CPU support¶

The choice between CPU and GPU backends is performed by specifying ccl_stream_type value at the moment of creating ccl stream object.

For CPU backend one should specify ccl_stream_cpu there.
For collective operations performed using CPU stream, oneCCL expects communication buffers to reside in the host memory.

The example below demonstrates these concepts.

Example¶

Consider simple allreduce example for CPU.

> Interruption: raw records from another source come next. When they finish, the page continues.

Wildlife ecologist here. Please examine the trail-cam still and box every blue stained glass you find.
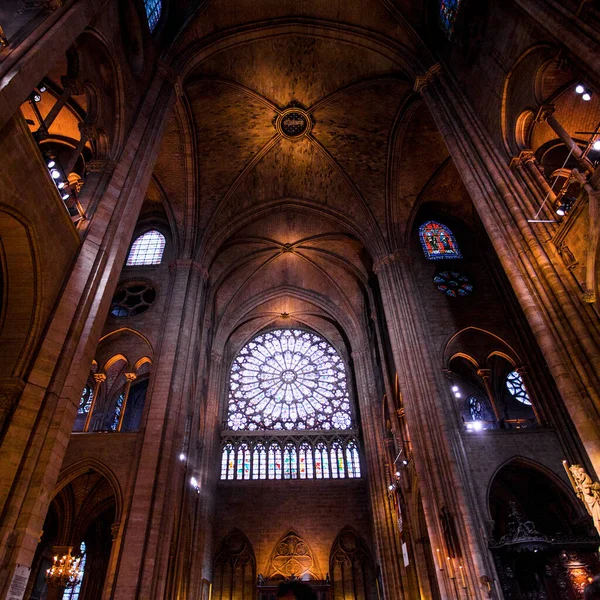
[110,393,125,431]
[419,221,462,260]
[440,0,460,40]
[144,0,162,31]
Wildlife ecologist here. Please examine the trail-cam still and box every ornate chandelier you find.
[46,548,81,588]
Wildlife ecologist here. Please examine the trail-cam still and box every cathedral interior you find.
[0,0,600,600]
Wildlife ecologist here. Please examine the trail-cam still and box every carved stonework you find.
[267,529,319,579]
[556,242,579,271]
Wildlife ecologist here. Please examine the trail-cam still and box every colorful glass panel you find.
[144,0,162,32]
[125,230,166,267]
[227,329,352,431]
[440,0,460,40]
[506,371,531,406]
[419,221,462,260]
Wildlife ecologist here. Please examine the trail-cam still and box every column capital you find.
[169,259,209,281]
[373,250,413,275]
[157,60,184,98]
[535,104,556,123]
[414,63,442,94]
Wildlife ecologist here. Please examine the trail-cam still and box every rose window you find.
[226,329,353,431]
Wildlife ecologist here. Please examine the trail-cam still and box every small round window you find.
[110,283,156,318]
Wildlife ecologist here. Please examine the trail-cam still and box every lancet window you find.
[221,329,361,480]
[440,0,461,40]
[144,0,162,31]
[419,221,462,260]
[126,229,166,267]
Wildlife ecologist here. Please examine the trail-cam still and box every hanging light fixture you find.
[46,547,81,588]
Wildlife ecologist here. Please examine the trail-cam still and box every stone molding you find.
[413,63,442,94]
[373,250,414,275]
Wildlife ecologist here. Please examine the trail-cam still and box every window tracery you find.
[221,329,361,480]
[506,371,531,406]
[419,221,462,260]
[125,229,166,267]
[144,0,162,32]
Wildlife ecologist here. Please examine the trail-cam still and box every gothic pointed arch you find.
[267,529,323,580]
[329,525,377,600]
[212,529,256,600]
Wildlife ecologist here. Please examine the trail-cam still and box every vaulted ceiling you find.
[155,0,460,344]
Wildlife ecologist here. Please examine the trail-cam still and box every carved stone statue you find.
[569,465,600,534]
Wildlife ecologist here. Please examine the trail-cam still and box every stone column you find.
[415,65,600,472]
[0,65,176,598]
[83,373,106,431]
[112,260,205,600]
[373,251,495,598]
[352,346,405,600]
[477,369,503,425]
[117,373,137,431]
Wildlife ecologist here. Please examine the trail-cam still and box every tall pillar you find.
[0,63,176,598]
[373,251,495,599]
[352,346,407,600]
[112,260,206,600]
[415,65,600,472]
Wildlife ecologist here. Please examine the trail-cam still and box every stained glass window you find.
[467,396,483,421]
[144,0,162,31]
[126,229,166,267]
[110,392,125,431]
[419,221,462,260]
[227,329,352,431]
[62,542,86,600]
[506,371,531,406]
[440,0,460,40]
[77,385,93,415]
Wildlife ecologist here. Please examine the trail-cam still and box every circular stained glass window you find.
[433,271,473,298]
[110,283,156,318]
[506,371,531,406]
[227,329,352,431]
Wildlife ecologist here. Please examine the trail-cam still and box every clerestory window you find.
[221,329,361,480]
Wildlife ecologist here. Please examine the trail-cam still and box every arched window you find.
[419,221,462,260]
[440,0,460,40]
[467,396,483,421]
[125,229,166,267]
[144,0,162,31]
[62,542,86,600]
[221,329,360,480]
[506,371,531,406]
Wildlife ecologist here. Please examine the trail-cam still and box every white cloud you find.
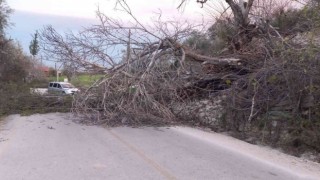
[7,0,208,21]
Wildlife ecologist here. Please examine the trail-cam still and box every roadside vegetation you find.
[0,0,320,161]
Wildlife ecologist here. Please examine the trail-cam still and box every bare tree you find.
[40,1,239,125]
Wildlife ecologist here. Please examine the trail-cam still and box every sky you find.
[7,0,219,66]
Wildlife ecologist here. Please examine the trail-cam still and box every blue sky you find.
[7,0,210,66]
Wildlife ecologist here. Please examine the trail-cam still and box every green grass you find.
[30,74,105,88]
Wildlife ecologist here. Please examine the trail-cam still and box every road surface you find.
[0,113,320,180]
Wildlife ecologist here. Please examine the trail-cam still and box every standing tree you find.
[29,31,40,58]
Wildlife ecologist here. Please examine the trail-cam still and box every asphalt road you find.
[0,113,320,180]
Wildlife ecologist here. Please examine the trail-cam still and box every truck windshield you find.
[61,84,74,88]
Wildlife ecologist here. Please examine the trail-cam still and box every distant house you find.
[36,66,50,76]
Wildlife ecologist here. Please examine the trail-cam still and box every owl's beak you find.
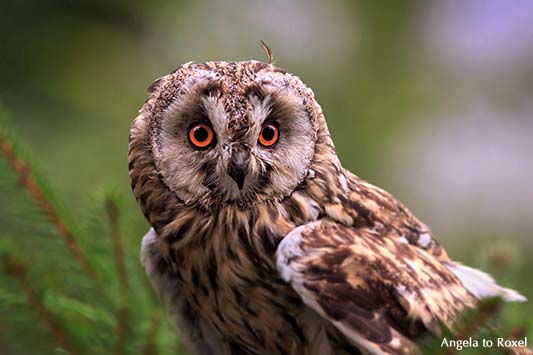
[228,150,250,190]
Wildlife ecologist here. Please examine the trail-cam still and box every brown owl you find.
[129,61,525,355]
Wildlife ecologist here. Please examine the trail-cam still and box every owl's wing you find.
[276,220,520,354]
[141,228,223,355]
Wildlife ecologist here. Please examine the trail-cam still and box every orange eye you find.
[259,123,279,147]
[189,123,215,149]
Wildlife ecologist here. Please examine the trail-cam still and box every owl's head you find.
[129,61,331,217]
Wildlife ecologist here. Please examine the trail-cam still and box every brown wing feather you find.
[277,220,475,354]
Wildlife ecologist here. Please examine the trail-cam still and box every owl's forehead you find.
[158,61,291,126]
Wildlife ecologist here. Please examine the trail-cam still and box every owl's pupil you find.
[263,126,276,142]
[194,127,209,142]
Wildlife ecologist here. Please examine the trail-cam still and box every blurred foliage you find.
[0,0,533,354]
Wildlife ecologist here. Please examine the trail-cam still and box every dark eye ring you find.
[258,123,279,147]
[189,123,215,149]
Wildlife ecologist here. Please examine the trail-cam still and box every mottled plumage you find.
[129,61,523,354]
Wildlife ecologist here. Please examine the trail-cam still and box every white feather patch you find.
[443,262,527,302]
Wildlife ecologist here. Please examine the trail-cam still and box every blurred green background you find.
[0,0,533,354]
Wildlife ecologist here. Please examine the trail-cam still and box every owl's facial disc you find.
[153,75,314,208]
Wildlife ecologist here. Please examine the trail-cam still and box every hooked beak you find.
[228,150,250,190]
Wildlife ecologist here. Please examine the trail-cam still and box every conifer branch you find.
[106,199,130,355]
[0,129,105,297]
[6,255,81,355]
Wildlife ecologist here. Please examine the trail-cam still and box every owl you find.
[128,60,525,355]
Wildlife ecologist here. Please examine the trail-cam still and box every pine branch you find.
[106,199,130,355]
[6,255,81,355]
[0,127,105,297]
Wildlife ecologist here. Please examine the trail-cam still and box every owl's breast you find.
[168,206,312,354]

Create CPU ccl stream object:

C version of oncCCL API:

/* For CPU stream, NULL is passed instead of native stream pointer */
ccl_stream_create(ccl_stream_cpu, NULL, &stream);

C++ version of oneCCL API:

/* For CPU, NULL is passed instead of native stream pointer */
ccl::stream_t stream = ccl::environment::instance().create_stream(cc::stream_type::cpu, NULL);

or just

ccl::stream stream;

To illustrate the ccl_allreduce execution, initialize sendbuf (in real scenario it is supplied by application):

/* initialize sendbuf */
for (i = 0; i < COUNT; i++) {
    sendbuf[i] = rank;
}

ccl_allreduce invocation performs reduction of values from all processes and then distributes the result to all processes. In this case, the result is an array with the size equal to the number of processes (\(p\)), where all elements are equal to the sum of arithmetical progression:

\[p \cdot (p - 1) / 2\]

C version of oneCCL API:

ccl_allreduce(&sendbuf,
            &recvbuf,
            COUNT,
            ccl_dtype_int,
            ccl_reduction_sum,
            NULL, /* attr */
            NULL, /* comm */
            stream,
            &request);
ccl_wait(request);

C++ version of oneCCL API:

comm.allreduce(&sendbuf,
            &recvbuf,
            COUNT,
            ccl::reduction::sum,
            nullptr, /* attr */
            stream)->wait();

Note

When using C version of oneCCL API, it is required to explicitly free ccl stream object:

ccl_stream_free(stream);

For C++ version of oneCCL API this is performed implicitly.